Star Wars: TIE Fighter/Headscratchers


  • In the final mission of the original game, how is it that the bad guys managed to capture the Emperor, yet when their shuttle is disabled they do nothing to kill him off (it is not like they had anything to lose)?
    • See the Wild Mass Guessing theory that this was Just As Planned. Anyway, the canon explanation is Palpatine was briefly incapacitated by Arden Lyn, an ancient Proto-Sith that was serving as his Hand. It's possible that Zaarin could have gotten hold of Timmy Zahn's force-suppressing lizards or a Universal Energy Cage as well.
    • As for the second part of that question (why not off him?), he may have been messing with the shuttle crew even if this wasn't Just As Planned, either through the Force or just by being a Manipulative Bastard.
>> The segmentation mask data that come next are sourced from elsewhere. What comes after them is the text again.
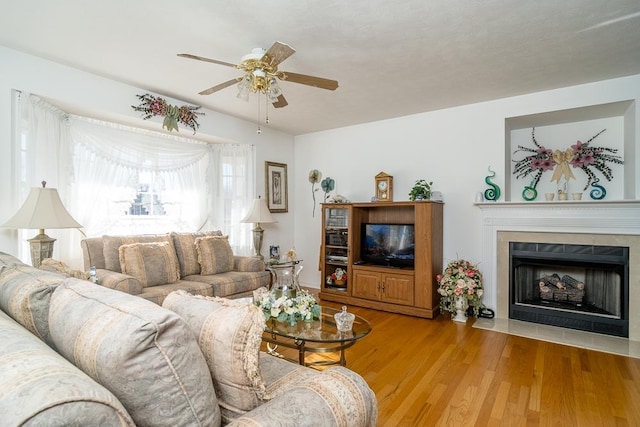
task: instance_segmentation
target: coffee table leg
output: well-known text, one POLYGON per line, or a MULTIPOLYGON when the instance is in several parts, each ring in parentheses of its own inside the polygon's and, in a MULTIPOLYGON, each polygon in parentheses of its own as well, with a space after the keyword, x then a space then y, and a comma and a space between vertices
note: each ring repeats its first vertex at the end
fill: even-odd
POLYGON ((293 342, 298 347, 298 363, 300 365, 304 366, 305 365, 305 362, 304 362, 304 345, 305 345, 305 341, 304 340, 300 340, 300 339, 296 339, 293 342))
  • What really bugs this troper most is his inability to get this game to run under Windows XP.
  • What really bugs this troper is that despite this series (along with X-Wing) being the best of all space-oriented Star Wars games, they never bothered to re-release it or make new versions on the same engine. Nope, all we get instead are games that basically treat space as though it is a 2d plane. What is the reasoning for that? It could be assumed that the devs are trying to reach a larger audience by making the game easier than breathing, but because of that nobody wants to play it as it's easier than breathing.
    • They did make a couple of sequels to TIE Fighter. The simple fact is that the space simulation genre, along with the 'Mech simulation genre, is effectively dead. The space shooter genre (treating space as a 2d plane) isn't dead. So naturally, when you want to make a Star Wars space game, you go to the genre that isn't dead.
      • What is the sequel? (X-Wing vs TIE Fighter is more of a multi-player variant than sequel really, is there even a sequel to that?)
        • There is, if I remember correctly, an expansion to X Wvs TF that adds a single-player campaign. Then there's X-Wing Alliance.
  • Something that always drove this troper up the wall was the speed of most non-fighter ships in that game. Remember the Star Destroyers closing in on the Falcon in the first two movies? Those things are fast. But in TIE Fighter, they move like a cow with its legs cut off! Not to mention that a heavy number of missions and secondary objectives require a specific ship to move to a certain point. TIE Fighter was ahead of their time: the Windows XP "time remaining" counter was based off of the one that tugs used....
    • I believe there was an option to speed the game up to like x8; useful for when you had destroyed all hostiles and just needed the bloody transports to finish capturing everything.